TOKYO (Reuters) - Japanese Prime Minister Shinzo Abe cemented his hold on power in an election on Sunday, ending six years of parliamentary deadlock with a big win in the upper house.
Here are some key issues and dates to watch, to see whether Abe is using his mandate to keep campaign promises for economic reform.
- SALES TAX: Abe’s government says it will use April-June GDP data, due August 12, to help judge whether to proceed next April with the planned first phase of doubling the consumption tax to 10 percent over two years. This is considered a vital step toward reining in Japan’s massive government debt.
Abe has been guarded on the issue. Any signs that he is delaying a decision beyond October, or listening to calls from some advisers and party members to postpone or water down the initial 3 percentage-point hike, could rattle market confidence in Abe’s commitment to getting Japan’s fiscal house in order.
- CORPORATE TAX: The government has floated the idea of cutting the 36 percent corporate tax rate to spur growth. But there is no consensus on whether to make an across-the-board rate cut or target tax breaks for companies that aggressively boost investment and employment.
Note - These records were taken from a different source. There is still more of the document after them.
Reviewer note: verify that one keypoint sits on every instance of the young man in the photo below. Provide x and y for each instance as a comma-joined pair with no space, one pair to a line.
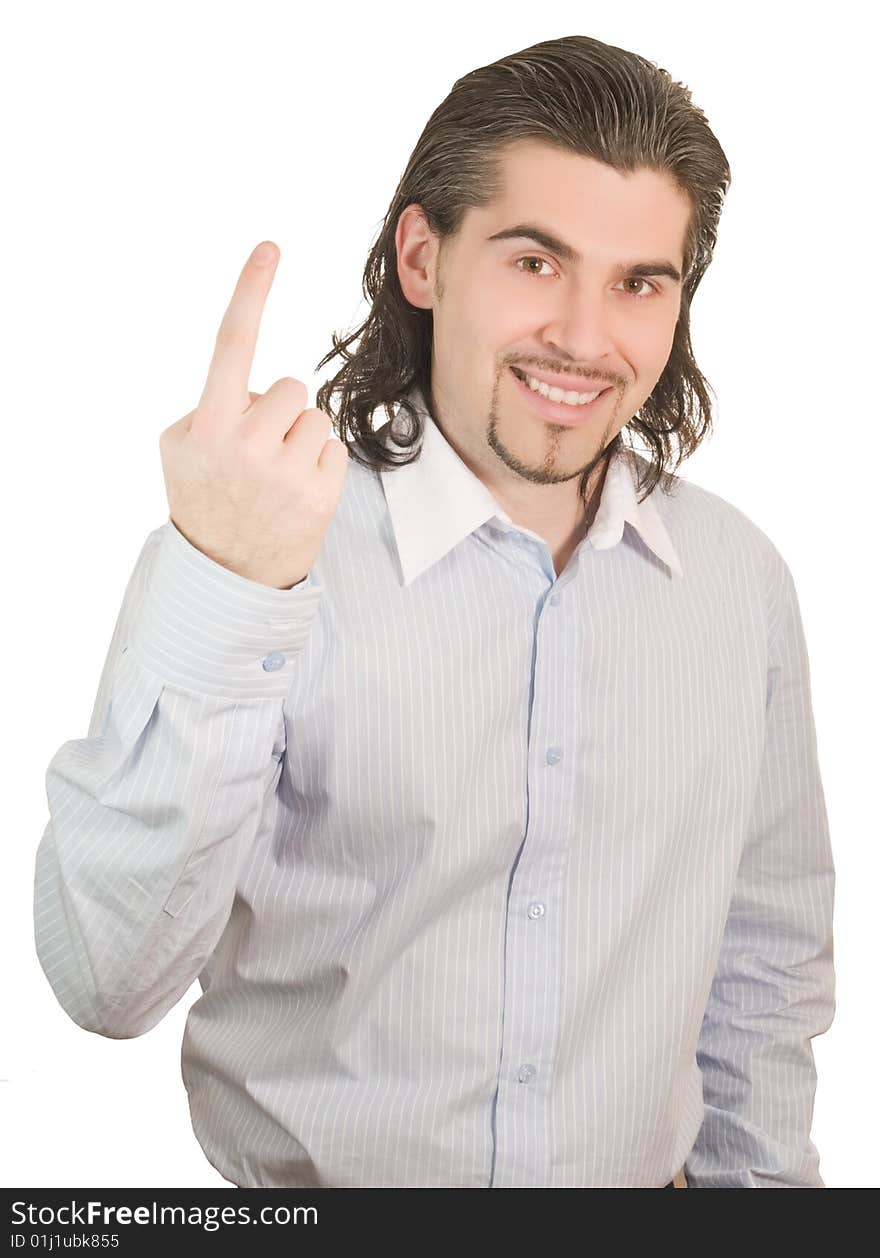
474,779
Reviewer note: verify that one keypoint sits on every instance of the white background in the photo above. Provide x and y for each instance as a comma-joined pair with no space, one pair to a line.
147,149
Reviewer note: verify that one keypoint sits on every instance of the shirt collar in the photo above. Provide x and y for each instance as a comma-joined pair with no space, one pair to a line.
438,501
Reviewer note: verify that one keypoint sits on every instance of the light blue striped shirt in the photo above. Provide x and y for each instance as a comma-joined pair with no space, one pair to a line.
490,877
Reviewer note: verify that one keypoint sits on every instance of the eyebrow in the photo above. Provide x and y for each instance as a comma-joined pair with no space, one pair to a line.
547,240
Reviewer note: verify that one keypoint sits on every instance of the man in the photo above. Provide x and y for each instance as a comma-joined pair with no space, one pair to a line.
480,794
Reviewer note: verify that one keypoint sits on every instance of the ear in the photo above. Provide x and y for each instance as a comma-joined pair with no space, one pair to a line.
416,257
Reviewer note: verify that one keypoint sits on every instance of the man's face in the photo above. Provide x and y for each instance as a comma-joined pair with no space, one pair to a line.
516,302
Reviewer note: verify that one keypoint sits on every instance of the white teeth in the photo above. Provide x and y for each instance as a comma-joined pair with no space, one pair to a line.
568,396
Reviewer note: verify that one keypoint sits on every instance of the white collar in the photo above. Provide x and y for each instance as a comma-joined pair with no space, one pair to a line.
438,501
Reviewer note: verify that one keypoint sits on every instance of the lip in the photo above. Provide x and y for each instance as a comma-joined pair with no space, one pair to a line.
557,411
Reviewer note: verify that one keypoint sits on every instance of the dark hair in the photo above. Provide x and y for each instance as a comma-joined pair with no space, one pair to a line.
585,97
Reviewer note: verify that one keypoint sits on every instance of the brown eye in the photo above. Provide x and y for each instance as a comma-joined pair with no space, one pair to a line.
531,258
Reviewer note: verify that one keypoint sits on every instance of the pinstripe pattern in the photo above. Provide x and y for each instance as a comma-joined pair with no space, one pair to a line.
497,879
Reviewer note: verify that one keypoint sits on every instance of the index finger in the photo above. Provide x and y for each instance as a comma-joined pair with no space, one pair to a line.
236,337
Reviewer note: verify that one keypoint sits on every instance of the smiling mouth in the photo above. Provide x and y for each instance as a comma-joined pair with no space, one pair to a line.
521,375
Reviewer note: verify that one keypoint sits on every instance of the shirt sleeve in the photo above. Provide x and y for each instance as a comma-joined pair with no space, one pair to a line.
152,814
773,988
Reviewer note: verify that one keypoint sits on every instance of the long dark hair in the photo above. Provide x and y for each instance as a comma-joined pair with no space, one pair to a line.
590,98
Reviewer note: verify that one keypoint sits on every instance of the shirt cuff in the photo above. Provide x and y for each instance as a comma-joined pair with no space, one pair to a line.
208,629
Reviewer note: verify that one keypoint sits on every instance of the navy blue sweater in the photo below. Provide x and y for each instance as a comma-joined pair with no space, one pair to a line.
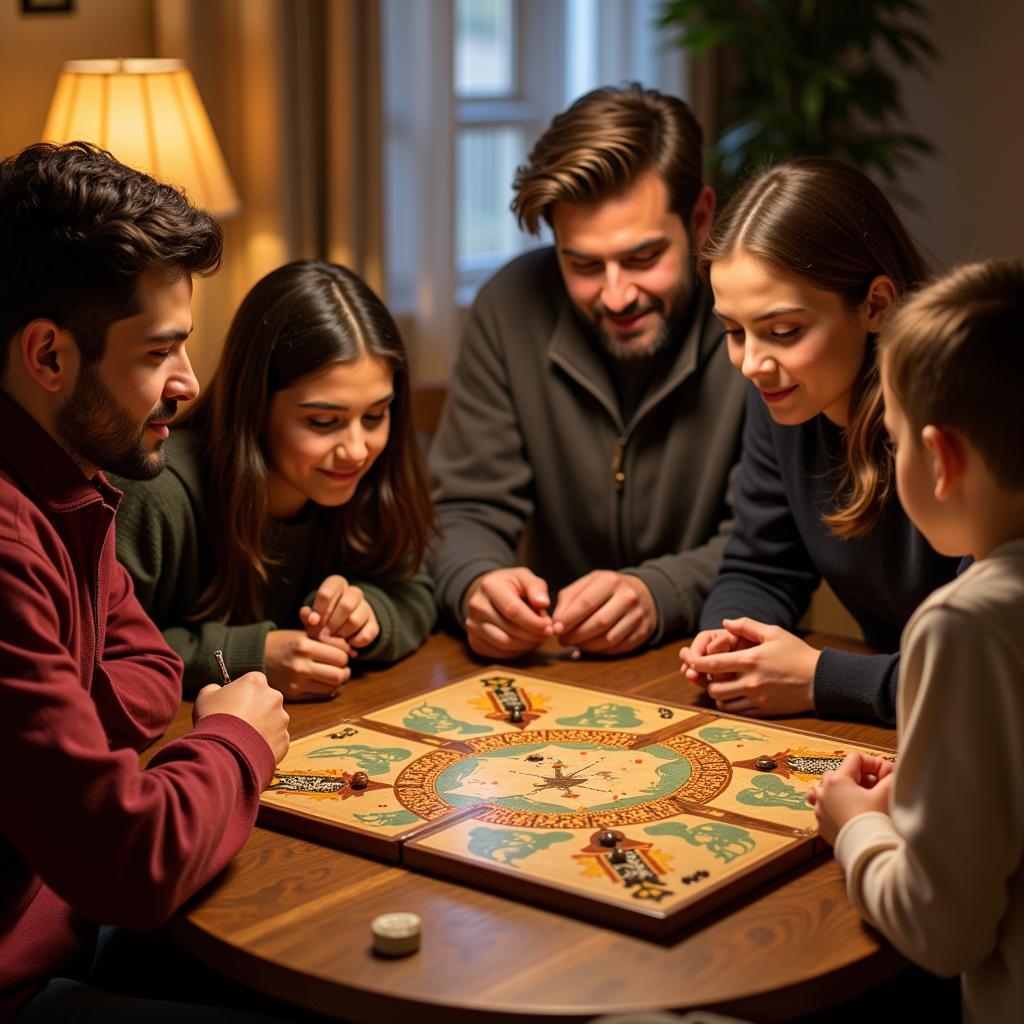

- LABOUR MARKET: Abe says he wants a more dynamic employment system that fosters risk-taking and innovation, but there is strong opposition to moves to make it easier to fire workers. The government in April retreated from even a baby step: a proposal that companies that lose wrongful-dismissal decisions could pay off a fired worker instead of reinstatement. Abe’s government is vague on future efforts to reform Japan’s rigid labor system. Such reforms would be welcome by financial markets and firms but require the premier to take on vested interests in his own party.
- ELECTRIC UTILITIES: Abe wants to open Japan’s electric-power market, now controlled by regional monopolies, and create a national grid to replace the existing two incompatible systems. The government aims to break the monopolies into separate generation and transmission companies by 2020.
Parliament failed to enact the overhauls in its latest session. The bills will be resubmitted in a session expected from October. But reform proponents worry they could get watered down by a powerful utilities lobby.
- FREE-TRADE: Japan joins the U.S.-led Trans-Pacific Partnership (TPP) free-trade talks on Tuesday, coming late to an ambitious negotiating effort in which 11 countries are already racing to seal a pact this year, a deadline many experts find unrealistic.
In deciding to join the talks, Abe faced down fierce opposition from the protected farm lobby, a traditional backer of the ruling LDP. Many businesses say the trade talks will force Japan to make reforms that will boost competition and cut costs. Japan is also in free-trade deals with the European Union, South Korea and China.
If Japan is to sign a final TPP deal, Abe will face extreme pressure to compromise on his promise to preserve very high tariffs on rice, wheat, dairy products and other imports.
- SOCIAL SECURITY: For long-term economic stability, Abe must address Japan’s pension system, in which a dwindling number of workers must support a burgeoning elderly population. A government panel is likely to propose in August an eventual rise in the age retirees can start to get benefits, to 70 from 65.
- YASUKUNI SHRINE: Watch whether Abe visits the controversial Tokyo shrine, which honors Japanese leaders convicted as war criminals by an Allied tribunal along with war dead, on the August 15 anniversary of Japan’s World War II defeat. Abe wants to recast Japan’s historical narrative with a less apologetic tone, and some of his comments have angered China and South Korea, which see the shrine as a symbol of the Japan’s past militarism.
Abe visited Yasukuni after becoming head of the Liberal Democratic Party in September but has refrained since becoming premier. If he visits on the war anniversary or during an autumn festival — favoring his nationalist support base over businesses that want to keep good relations with major trading partners — this would support the view that an emboldened Abe is showing his true colors at the expense of economic reform.
- CONSTITUTION: Abe’s LDP and two small opposition parties want to loosen the grip of Japan’s pacifist Constitution, drafted by the U.S.-led Occupation after the war, to allow a more muscular military. The election isn’t expected to give them the super-majority needed to submit revisions to a public referendum and the LDP’s coalition partner is cautious over change.
Look to see if Abe takes other preliminary steps, such as changing the government’s legal interpretation to allow “collective self-defense,” for example, shooting down enemy missiles aimed at U.S. territory. A revised defense-policy outline by the end of the year is expected to take a more hawkish tone, including the possibility of obtaining the ability to hit enemy targets in case of imminent attack.
- CABINET: Abe is expected to reshuffle his cabinet in September. Only minor posts are expected to be affected, but a bigger shake-up could signal a shift in direction for the government.
- NUCLEAR RESTARTS: Abe faces potential headaches over whether to restart Japan’s nuclear-power reactors, almost all of which remain off-line after the March 2011 Fukushima disaster. Abe favors nuclear power to cut Japan’s reliance on expensive foreign energy. But if a safety commission and local governments approve the restart of reactors, expected by early next year, he could hurt his popularity by signing off on restart agreements.